The agreement’s swift movement through the ratification process surprised many, from U.S. President Barack Obama to U.N. Secretary-General Ban Ki-Moon, who commented recently that “what once seemed impossible is now inevitable.” 

However, perhaps those most shocked — or at least dismayed — may be the climate deniers who have taken so many opportunities to cast doubt on the U.N. climate talks, the validity of Pres. Obama’s ratification of it, and, of course, climate science itself. Here’s a look back at a few of those efforts.

Paris Talks: “Nothing’s going to happen”

In December 2015, conservative think tank the Heartland Institute hosted a “counter-conference” outside of the Paris climate talks, with the stated goal of “telling the world the truth about the climate.”

In other words, derailing any kind of global agreement to actively address climate change in order to prolong dependence on fossil fuels.  Oh, and kicking out DeSmog journalists for the ‘offense’ of alerting other journalists that ExxonMobil has funded Heartland’s attacks on climate science.

Watch Senator James Inhofe (R-OK) in a prerecorded video message to the attendees of this sparse COP21 side event held miles from the official proceedings.

These commitments the president has made in Paris aren’t going to happen. They’re just not going to happen…The COP21 summit is full of hot air…Past COPs have revealed that these meetings are not meant to produce anything substantive and I promise you the COP21 will follow suit. Nothing’s going to happen…”

Here’s the video clip of Sen. Inhofe predicting that Paris climate talks would amount to nothing:

As Pres. Obama was preparing to ratify the Paris Agreement, Sen. Inhofe reiterated these remarks in a statement September 1, 2016: “History already shows that this Paris Agreement will fail. This latest announcement is the president attempting to once again give the international community the appearance that he can go around Congress in order to achieve his unpopular and widely rejected climate agenda for his legacy.”

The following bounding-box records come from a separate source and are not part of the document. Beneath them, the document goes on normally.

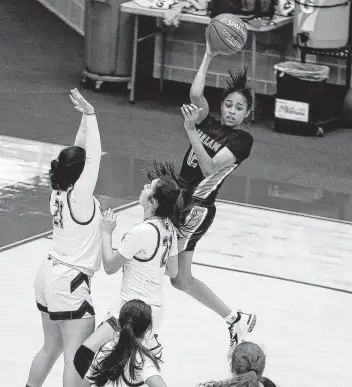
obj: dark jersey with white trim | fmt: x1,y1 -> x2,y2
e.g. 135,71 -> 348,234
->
179,115 -> 253,204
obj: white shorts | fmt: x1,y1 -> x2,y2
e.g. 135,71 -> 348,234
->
35,257 -> 95,320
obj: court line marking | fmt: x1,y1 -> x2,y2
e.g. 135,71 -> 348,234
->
0,200 -> 139,254
0,199 -> 352,294
192,262 -> 352,295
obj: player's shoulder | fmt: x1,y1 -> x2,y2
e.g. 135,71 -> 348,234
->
131,220 -> 158,235
229,129 -> 254,145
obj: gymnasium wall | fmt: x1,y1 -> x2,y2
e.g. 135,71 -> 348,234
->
38,0 -> 346,94
37,0 -> 85,35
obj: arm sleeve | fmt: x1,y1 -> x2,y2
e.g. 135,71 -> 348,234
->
73,115 -> 102,201
225,132 -> 253,163
75,114 -> 87,148
117,223 -> 158,259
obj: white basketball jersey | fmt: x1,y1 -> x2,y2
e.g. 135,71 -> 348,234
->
85,339 -> 160,387
50,191 -> 102,275
118,217 -> 178,306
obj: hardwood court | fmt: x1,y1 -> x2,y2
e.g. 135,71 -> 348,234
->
0,203 -> 352,387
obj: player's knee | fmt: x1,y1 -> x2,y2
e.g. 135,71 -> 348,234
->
73,345 -> 94,379
171,275 -> 192,292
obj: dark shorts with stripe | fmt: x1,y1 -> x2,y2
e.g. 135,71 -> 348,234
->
35,257 -> 95,320
178,204 -> 216,253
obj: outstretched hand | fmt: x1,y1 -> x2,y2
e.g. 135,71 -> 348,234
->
181,104 -> 203,131
70,89 -> 94,114
101,208 -> 117,233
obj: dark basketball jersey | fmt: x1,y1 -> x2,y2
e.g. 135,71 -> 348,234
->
179,115 -> 253,203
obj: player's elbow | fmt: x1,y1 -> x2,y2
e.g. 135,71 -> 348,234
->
103,260 -> 116,275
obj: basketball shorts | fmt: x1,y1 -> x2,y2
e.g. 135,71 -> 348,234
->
106,303 -> 164,357
178,204 -> 216,253
35,257 -> 95,320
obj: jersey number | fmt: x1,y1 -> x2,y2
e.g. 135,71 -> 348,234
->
187,148 -> 198,168
53,199 -> 64,228
160,235 -> 172,267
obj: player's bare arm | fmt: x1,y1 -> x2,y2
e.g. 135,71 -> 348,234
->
101,208 -> 128,275
70,89 -> 102,202
189,43 -> 217,124
74,113 -> 87,149
145,375 -> 167,387
165,255 -> 178,278
181,104 -> 236,177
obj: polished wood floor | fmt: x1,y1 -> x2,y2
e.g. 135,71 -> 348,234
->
0,203 -> 352,387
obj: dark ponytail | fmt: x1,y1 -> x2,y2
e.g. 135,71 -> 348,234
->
147,161 -> 195,234
88,300 -> 161,387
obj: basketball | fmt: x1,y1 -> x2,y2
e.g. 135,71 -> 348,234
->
205,13 -> 247,55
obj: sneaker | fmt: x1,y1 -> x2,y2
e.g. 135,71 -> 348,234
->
229,310 -> 257,349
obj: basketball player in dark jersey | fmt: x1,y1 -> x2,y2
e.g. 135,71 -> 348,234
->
171,41 -> 256,346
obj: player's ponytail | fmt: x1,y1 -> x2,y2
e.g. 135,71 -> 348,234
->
88,300 -> 160,387
49,146 -> 86,191
147,162 -> 193,234
221,68 -> 253,111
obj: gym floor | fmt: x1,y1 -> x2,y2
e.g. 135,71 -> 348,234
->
0,0 -> 352,387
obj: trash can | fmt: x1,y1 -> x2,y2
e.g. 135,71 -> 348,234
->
82,0 -> 133,90
274,62 -> 330,135
293,0 -> 351,49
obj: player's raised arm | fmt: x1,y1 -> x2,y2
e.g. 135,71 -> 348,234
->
70,89 -> 102,202
189,43 -> 216,124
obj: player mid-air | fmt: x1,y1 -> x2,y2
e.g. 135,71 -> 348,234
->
27,89 -> 102,387
86,300 -> 166,387
74,164 -> 194,379
171,17 -> 256,345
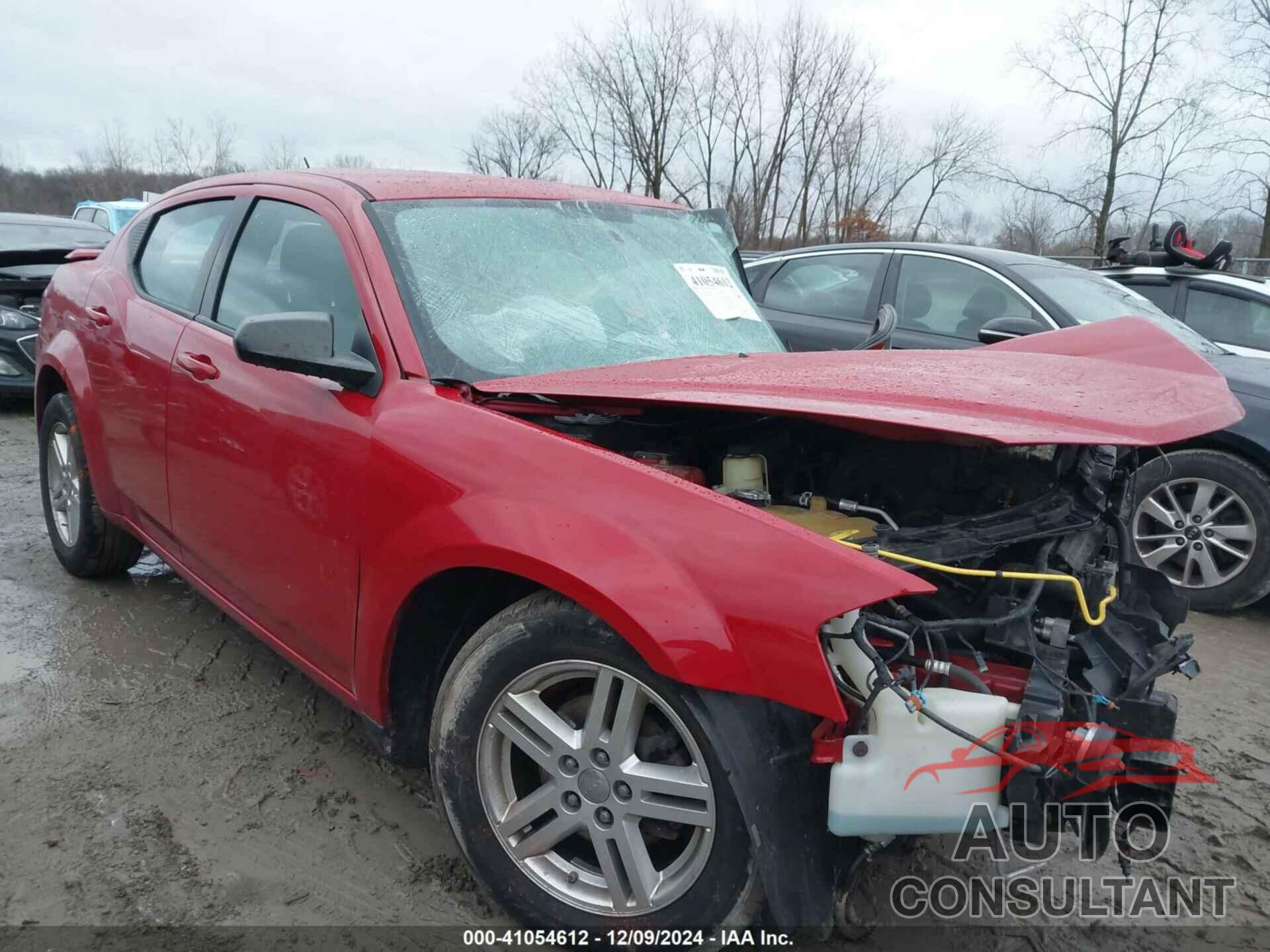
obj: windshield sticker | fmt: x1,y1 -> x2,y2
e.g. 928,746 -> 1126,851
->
675,264 -> 758,321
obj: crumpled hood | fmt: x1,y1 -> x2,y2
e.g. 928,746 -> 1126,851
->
1205,354 -> 1270,400
476,317 -> 1244,446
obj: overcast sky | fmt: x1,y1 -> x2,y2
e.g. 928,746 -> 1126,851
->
0,0 -> 1153,177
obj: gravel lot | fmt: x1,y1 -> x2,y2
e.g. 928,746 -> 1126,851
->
0,398 -> 1270,948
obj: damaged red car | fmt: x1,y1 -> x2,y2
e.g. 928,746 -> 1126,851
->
37,170 -> 1242,930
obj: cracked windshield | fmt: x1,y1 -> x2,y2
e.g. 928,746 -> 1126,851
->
370,200 -> 785,381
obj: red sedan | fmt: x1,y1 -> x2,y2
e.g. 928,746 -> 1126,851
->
36,170 -> 1241,929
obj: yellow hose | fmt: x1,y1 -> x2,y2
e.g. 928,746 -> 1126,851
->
829,530 -> 1118,626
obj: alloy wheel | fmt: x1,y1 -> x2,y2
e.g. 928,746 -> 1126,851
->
476,660 -> 715,915
44,422 -> 81,548
1133,477 -> 1257,589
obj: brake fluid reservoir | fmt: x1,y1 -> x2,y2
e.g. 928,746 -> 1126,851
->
829,629 -> 1019,836
720,453 -> 767,493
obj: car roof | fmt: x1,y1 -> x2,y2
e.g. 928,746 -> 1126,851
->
164,169 -> 682,208
1092,264 -> 1267,286
0,212 -> 102,230
75,198 -> 146,211
745,241 -> 1046,268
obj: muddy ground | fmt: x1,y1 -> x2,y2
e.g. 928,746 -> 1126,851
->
0,410 -> 1270,949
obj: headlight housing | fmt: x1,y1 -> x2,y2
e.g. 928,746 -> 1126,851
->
0,305 -> 40,330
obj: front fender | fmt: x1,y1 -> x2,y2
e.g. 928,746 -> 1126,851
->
36,326 -> 118,512
355,385 -> 931,722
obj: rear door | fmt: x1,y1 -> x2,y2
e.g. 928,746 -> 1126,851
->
80,192 -> 233,547
1173,278 -> 1270,357
882,250 -> 1056,349
167,186 -> 384,687
757,250 -> 890,350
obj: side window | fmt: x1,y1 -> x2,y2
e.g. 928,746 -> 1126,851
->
763,254 -> 882,321
1124,282 -> 1177,315
214,198 -> 366,354
1186,290 -> 1270,350
896,254 -> 1033,340
137,199 -> 230,312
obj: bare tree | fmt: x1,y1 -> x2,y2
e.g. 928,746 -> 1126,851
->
685,17 -> 741,208
1006,0 -> 1189,254
521,38 -> 634,190
326,152 -> 374,169
1222,0 -> 1270,258
261,136 -> 304,169
166,118 -> 207,178
993,189 -> 1062,255
146,127 -> 173,175
1126,99 -> 1216,244
579,0 -> 701,198
911,108 -> 997,244
794,23 -> 876,241
207,113 -> 241,175
464,106 -> 562,179
97,119 -> 141,174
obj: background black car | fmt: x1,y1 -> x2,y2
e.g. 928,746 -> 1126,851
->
1097,265 -> 1270,358
745,243 -> 1270,611
0,212 -> 113,401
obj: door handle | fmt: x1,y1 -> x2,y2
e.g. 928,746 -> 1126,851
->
177,350 -> 221,379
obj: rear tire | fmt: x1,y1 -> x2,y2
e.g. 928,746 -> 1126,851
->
1129,450 -> 1270,612
40,393 -> 144,579
431,592 -> 762,932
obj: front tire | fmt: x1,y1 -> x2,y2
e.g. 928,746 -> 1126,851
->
1130,450 -> 1270,612
40,393 -> 142,579
431,592 -> 762,932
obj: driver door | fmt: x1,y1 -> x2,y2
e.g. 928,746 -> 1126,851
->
167,189 -> 382,687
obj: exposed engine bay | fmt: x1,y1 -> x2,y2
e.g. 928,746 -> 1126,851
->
490,399 -> 1199,853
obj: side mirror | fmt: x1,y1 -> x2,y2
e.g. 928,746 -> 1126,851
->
979,317 -> 1050,344
233,311 -> 378,389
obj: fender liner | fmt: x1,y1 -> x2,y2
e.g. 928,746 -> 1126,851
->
685,688 -> 838,941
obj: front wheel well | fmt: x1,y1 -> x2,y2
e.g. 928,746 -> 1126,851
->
1163,430 -> 1270,475
386,567 -> 542,766
36,367 -> 69,426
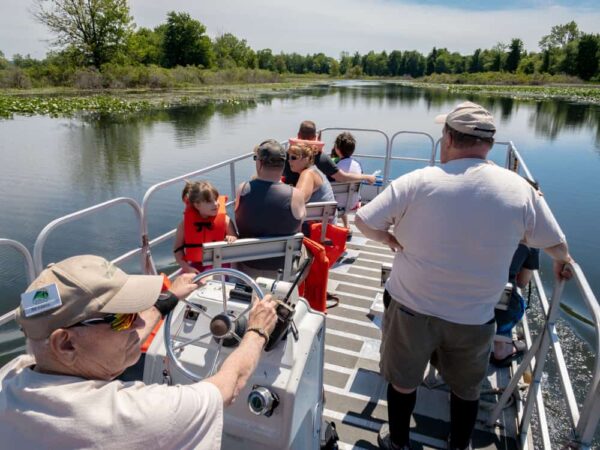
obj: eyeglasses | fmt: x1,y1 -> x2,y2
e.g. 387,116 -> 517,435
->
71,313 -> 138,331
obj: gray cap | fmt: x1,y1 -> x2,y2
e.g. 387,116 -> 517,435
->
254,139 -> 287,163
435,102 -> 496,138
16,255 -> 163,339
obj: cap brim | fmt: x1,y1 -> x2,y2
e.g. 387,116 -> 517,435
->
100,275 -> 163,314
433,114 -> 448,123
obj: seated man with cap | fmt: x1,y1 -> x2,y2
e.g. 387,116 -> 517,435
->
0,255 -> 276,450
235,139 -> 306,278
283,120 -> 375,186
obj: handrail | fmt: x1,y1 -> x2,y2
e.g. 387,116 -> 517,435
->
0,239 -> 35,326
0,239 -> 35,283
487,142 -> 600,449
33,197 -> 144,275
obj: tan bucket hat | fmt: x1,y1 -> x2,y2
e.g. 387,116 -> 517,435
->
435,102 -> 496,138
16,255 -> 163,339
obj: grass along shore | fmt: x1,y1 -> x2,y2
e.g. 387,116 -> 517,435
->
0,77 -> 323,119
0,76 -> 600,119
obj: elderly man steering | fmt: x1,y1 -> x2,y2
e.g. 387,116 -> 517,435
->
0,255 -> 276,449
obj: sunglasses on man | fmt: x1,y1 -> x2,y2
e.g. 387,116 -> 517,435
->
69,313 -> 138,331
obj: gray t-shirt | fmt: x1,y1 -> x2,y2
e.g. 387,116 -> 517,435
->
0,355 -> 223,450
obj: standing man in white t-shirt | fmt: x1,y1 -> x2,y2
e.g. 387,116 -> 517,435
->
356,102 -> 572,449
0,255 -> 276,450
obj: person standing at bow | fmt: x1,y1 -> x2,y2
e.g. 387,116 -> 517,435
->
173,181 -> 237,273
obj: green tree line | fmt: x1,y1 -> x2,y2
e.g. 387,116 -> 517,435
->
0,0 -> 600,88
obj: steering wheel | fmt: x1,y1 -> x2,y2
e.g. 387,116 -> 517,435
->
164,268 -> 264,381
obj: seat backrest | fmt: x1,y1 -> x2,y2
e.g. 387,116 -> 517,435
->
304,201 -> 338,242
202,233 -> 304,281
331,181 -> 362,211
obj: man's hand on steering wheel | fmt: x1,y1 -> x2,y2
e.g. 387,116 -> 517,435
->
169,273 -> 200,300
248,294 -> 277,335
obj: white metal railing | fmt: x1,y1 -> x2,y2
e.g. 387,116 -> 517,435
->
0,239 -> 35,326
33,197 -> 144,276
488,142 -> 600,449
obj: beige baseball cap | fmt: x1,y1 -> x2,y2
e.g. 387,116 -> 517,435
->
435,102 -> 496,138
16,255 -> 163,339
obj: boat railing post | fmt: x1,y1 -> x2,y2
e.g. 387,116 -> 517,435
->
0,239 -> 36,283
0,239 -> 35,326
571,263 -> 600,447
519,280 -> 565,448
229,161 -> 237,204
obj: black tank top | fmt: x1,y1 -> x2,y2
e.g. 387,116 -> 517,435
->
235,180 -> 301,270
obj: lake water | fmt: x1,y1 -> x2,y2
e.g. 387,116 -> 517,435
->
0,82 -> 600,440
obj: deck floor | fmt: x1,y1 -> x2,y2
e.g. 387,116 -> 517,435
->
324,224 -> 517,450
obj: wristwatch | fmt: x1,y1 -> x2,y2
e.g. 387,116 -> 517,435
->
246,327 -> 269,348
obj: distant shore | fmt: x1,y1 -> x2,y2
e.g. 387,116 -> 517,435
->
0,76 -> 600,119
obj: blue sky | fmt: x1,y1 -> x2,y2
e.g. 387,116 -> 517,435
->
0,0 -> 600,58
398,0 -> 600,11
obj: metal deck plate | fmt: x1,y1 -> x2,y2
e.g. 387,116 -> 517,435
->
324,220 -> 517,450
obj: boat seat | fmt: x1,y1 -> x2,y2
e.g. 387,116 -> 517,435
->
202,233 -> 304,281
331,181 -> 362,211
304,201 -> 338,243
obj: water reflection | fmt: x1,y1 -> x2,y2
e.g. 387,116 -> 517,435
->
324,83 -> 600,151
69,116 -> 142,197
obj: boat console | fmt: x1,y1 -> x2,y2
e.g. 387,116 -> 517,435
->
144,269 -> 325,450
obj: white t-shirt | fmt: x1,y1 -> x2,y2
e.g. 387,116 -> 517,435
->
0,355 -> 223,450
336,158 -> 362,209
357,158 -> 565,325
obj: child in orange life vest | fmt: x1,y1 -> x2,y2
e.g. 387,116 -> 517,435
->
173,181 -> 237,273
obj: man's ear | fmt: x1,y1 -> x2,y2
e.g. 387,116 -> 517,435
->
48,328 -> 77,366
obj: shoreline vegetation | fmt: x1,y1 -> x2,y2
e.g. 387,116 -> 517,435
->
0,0 -> 600,119
0,71 -> 600,119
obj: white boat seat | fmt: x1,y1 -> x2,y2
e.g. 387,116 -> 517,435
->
202,233 -> 304,281
304,201 -> 338,243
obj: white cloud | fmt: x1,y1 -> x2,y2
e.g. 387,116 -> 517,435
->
0,0 -> 600,57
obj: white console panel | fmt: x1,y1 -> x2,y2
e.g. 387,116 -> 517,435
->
144,281 -> 325,450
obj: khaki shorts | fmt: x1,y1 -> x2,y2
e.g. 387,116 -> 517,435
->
379,291 -> 496,400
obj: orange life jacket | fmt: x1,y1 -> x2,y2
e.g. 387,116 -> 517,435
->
310,222 -> 349,267
298,237 -> 329,312
183,195 -> 227,263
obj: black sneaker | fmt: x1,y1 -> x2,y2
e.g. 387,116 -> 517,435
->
448,436 -> 473,450
377,423 -> 411,450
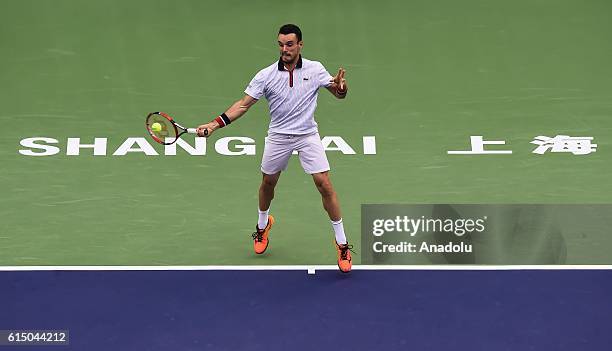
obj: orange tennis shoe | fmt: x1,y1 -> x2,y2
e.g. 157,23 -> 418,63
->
252,215 -> 274,255
334,240 -> 354,273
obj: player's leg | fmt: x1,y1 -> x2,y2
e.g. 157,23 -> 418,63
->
257,172 -> 281,228
253,135 -> 293,254
296,133 -> 352,272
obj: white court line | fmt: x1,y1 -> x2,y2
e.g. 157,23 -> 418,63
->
0,265 -> 612,272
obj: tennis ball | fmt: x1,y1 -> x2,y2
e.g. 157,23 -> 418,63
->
151,122 -> 161,132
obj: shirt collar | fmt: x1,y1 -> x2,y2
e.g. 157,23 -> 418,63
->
278,55 -> 302,71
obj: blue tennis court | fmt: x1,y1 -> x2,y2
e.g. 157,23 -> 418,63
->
0,269 -> 612,350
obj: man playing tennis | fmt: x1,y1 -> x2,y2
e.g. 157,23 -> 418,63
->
198,24 -> 352,272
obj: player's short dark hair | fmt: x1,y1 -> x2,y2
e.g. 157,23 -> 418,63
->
278,24 -> 302,41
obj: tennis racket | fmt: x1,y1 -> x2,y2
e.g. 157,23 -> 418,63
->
146,112 -> 208,145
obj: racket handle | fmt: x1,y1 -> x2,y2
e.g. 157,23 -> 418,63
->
187,128 -> 208,135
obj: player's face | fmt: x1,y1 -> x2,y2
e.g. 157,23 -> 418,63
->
278,33 -> 303,63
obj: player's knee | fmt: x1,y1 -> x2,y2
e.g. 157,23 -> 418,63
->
261,177 -> 278,189
315,179 -> 334,197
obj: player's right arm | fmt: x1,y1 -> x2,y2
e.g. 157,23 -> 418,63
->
197,94 -> 258,137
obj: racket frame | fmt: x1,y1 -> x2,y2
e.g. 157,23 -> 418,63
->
145,111 -> 208,145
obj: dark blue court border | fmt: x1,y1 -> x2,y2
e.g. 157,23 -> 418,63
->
0,270 -> 612,351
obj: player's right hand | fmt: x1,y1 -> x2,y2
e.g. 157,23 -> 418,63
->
196,121 -> 216,138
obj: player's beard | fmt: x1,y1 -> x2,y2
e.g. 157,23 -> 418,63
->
281,54 -> 299,65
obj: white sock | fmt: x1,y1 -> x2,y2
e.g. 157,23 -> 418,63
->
331,218 -> 346,245
257,209 -> 270,229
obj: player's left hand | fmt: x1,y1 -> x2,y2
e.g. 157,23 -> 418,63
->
331,68 -> 346,91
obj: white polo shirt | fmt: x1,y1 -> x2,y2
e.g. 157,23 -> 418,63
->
244,56 -> 333,134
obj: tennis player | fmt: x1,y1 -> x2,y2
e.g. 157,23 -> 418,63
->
198,24 -> 352,272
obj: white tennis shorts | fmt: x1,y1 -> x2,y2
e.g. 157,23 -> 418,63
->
261,133 -> 329,174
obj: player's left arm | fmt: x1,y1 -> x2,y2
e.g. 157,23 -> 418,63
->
325,68 -> 348,99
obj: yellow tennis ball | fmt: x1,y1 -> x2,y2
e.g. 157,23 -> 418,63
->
151,122 -> 161,132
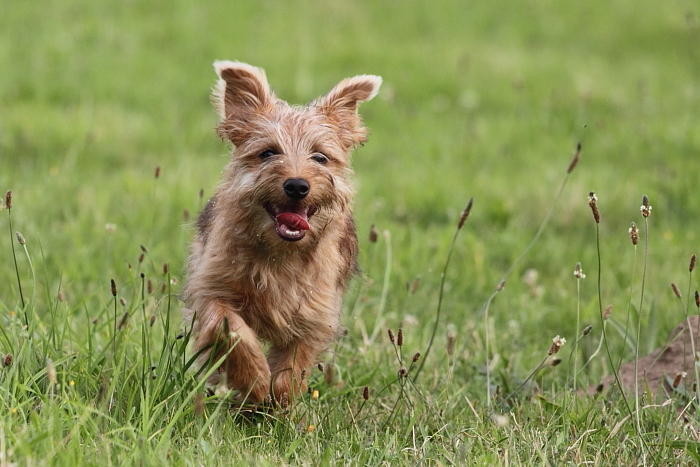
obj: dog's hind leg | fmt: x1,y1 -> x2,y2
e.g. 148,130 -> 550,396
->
195,301 -> 270,403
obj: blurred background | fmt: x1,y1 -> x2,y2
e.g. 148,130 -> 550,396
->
0,0 -> 700,361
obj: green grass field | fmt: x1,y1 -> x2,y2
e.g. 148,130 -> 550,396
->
0,0 -> 700,465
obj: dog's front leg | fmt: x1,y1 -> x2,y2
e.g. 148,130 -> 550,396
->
268,339 -> 326,406
196,301 -> 270,403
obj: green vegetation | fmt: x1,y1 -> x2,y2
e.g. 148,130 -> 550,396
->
0,0 -> 700,465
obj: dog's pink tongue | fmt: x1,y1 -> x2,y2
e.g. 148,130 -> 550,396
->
276,212 -> 311,230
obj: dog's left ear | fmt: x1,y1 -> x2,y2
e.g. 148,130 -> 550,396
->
314,75 -> 382,149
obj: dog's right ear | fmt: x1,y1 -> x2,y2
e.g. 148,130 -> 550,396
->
212,60 -> 273,122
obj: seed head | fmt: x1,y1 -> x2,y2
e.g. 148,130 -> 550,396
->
369,224 -> 379,243
447,327 -> 457,357
673,371 -> 688,389
549,357 -> 561,366
628,222 -> 639,245
547,336 -> 566,355
671,282 -> 681,298
603,305 -> 612,319
194,392 -> 204,417
588,191 -> 600,224
639,195 -> 651,217
566,143 -> 581,174
46,359 -> 58,384
117,311 -> 129,331
457,198 -> 474,229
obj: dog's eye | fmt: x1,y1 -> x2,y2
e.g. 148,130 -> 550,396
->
311,152 -> 328,164
258,149 -> 277,160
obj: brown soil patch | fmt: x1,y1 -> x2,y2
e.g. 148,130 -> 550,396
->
586,315 -> 700,395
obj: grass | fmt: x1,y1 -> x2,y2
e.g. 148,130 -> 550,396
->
0,0 -> 700,465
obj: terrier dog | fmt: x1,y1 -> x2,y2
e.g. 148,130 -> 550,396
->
184,61 -> 382,405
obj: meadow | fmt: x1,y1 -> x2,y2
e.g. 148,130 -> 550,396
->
0,0 -> 700,465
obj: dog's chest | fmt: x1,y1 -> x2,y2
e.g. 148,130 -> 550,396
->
242,266 -> 341,344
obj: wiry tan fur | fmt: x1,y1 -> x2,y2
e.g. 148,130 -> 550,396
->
185,61 -> 381,404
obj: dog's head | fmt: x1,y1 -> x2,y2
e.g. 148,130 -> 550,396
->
213,61 -> 382,246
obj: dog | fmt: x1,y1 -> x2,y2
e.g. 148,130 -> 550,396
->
184,61 -> 382,406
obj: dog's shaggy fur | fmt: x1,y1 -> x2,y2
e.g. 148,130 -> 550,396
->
185,61 -> 381,405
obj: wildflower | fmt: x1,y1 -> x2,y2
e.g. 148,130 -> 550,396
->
547,336 -> 566,355
639,195 -> 651,217
588,191 -> 600,224
628,222 -> 639,245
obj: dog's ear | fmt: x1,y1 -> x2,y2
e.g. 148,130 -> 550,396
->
212,60 -> 273,121
314,75 -> 382,149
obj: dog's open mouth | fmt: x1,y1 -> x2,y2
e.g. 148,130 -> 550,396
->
265,203 -> 316,242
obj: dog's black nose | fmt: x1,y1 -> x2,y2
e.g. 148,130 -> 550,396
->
282,178 -> 309,199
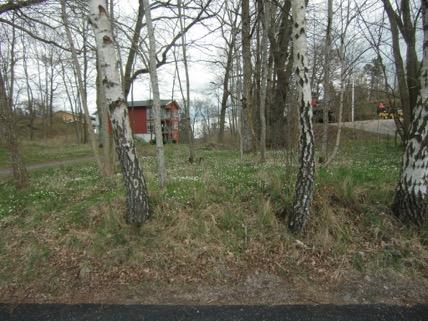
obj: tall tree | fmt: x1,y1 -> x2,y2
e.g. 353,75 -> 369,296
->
289,0 -> 315,232
89,0 -> 149,226
382,0 -> 419,139
143,0 -> 166,187
392,0 -> 428,225
321,0 -> 333,160
178,0 -> 195,163
260,0 -> 271,162
61,0 -> 104,171
241,0 -> 256,152
0,28 -> 28,188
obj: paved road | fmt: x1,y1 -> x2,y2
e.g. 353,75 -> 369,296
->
330,119 -> 396,136
0,156 -> 94,177
0,304 -> 428,321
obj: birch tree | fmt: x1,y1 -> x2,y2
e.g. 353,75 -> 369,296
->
392,0 -> 428,225
61,0 -> 104,171
143,0 -> 166,187
260,0 -> 271,162
0,28 -> 28,188
89,0 -> 149,226
289,0 -> 315,232
321,0 -> 333,160
177,0 -> 195,163
241,0 -> 256,152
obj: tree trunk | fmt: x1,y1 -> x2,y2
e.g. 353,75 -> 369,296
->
321,0 -> 333,161
325,43 -> 346,165
0,65 -> 28,188
382,0 -> 417,136
289,0 -> 315,232
218,36 -> 235,143
178,0 -> 195,163
89,0 -> 149,226
260,0 -> 270,162
61,0 -> 103,171
392,0 -> 428,225
143,0 -> 166,187
241,0 -> 256,153
96,56 -> 114,177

Sen. Inhofe’s ties to the fossil fuel industry are well documented. Collectively, he has received political donations amounting to more than $2 million from the oil and coal industries, according to Oil Change International.

Koch Industries, a noted funder of climate denial, has contributed $77,500 to Sen. Inhofe and ExxonMobil has given $35,000, both since 1999.

Paris Agreement: Death by Congress, Death by Brexit

Following the conclusion of the COP21 climate talks, which resulted in the historic Paris Agreement, climate denial groups were quick to claim that Pres. Obama could not lawfully ratify the Paris Agreement without Senate approval, which would assuredly not happen. 

But even before the talks began, the American Enterprise Institute, which takes a position that it’s “not clear why” the planet is warming, was making the same argument. It has received millions in funding from ExxonMobil and Koch foundations.

Steven Groves of conservative think tank the Heritage Foundation also made this argument in testimony before the House Committee of Science, Space, and Technology, deriding the agreement as “a bad deal for America.”

Since 1998, ExxonMobil has donated more than $780,000 to the Heritage Foundation, according to ExxonSecrets.org. Meanwhile, Koch family foundations have given the group more than $5.7 million between 1997 and 2014, according to Greenpeace.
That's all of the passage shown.